While the dimensions and partitioning parameters define the one-to-one mapping between the elements of the wrapper and storage array, internally, the DM storage format uses a different set of the DM storage format parameters: rdimensions, rstrides, and roffset which can be computed from dimensions and partitioning parameters but are more convinient to describe the slicing of DM formatted arrays. The exact definition of these parameters is implemented in the source code of the DM format prototype.

Benefits and perspectives

While CSR format supports more performant Linear Algebra operations with 2D sparse arrays (see the benchmark results in PyTorch PR 44190 description), the DM format provides a method of generalizing 2D CSR formatted arrays to multidimensional arrays.
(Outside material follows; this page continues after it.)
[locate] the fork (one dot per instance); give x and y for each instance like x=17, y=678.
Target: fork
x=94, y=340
In addition, the DM format allows several new perspectives to multidimensional array representation:

  • no-copy slicing and axis swapping for COO and CSR/CSS tensors.

  • hierarchical storage format: DM tensor can use another DM tensor as an storage array.

  • extending storage formats with restricted dimensioniality (e.g. the CSR format is essentially for 2D arrays only) to arbitrary dimensionality.

Additional materials

A pure Python prototype of DM storage format is provided in GCS package where the dimensions mapping and slicing of DM arrays are implemented and demonstrated on wrapping of storage arrays using various storage formats like Strided, COO, FlatCOO, and CSR. See also Gentle Introduction To GCS that exemplifies the dimensions mapping concepts for CSR storage array in more detail.

Work plan

  • Implement CSR storage format, the implementation exists in the form of PyTorch PR 44190 but it requires some clean up.
  • Implement DM storage format in storage array format agnostic way.

The PyTorch PR 44190 is kept for reference but will be retired eventually.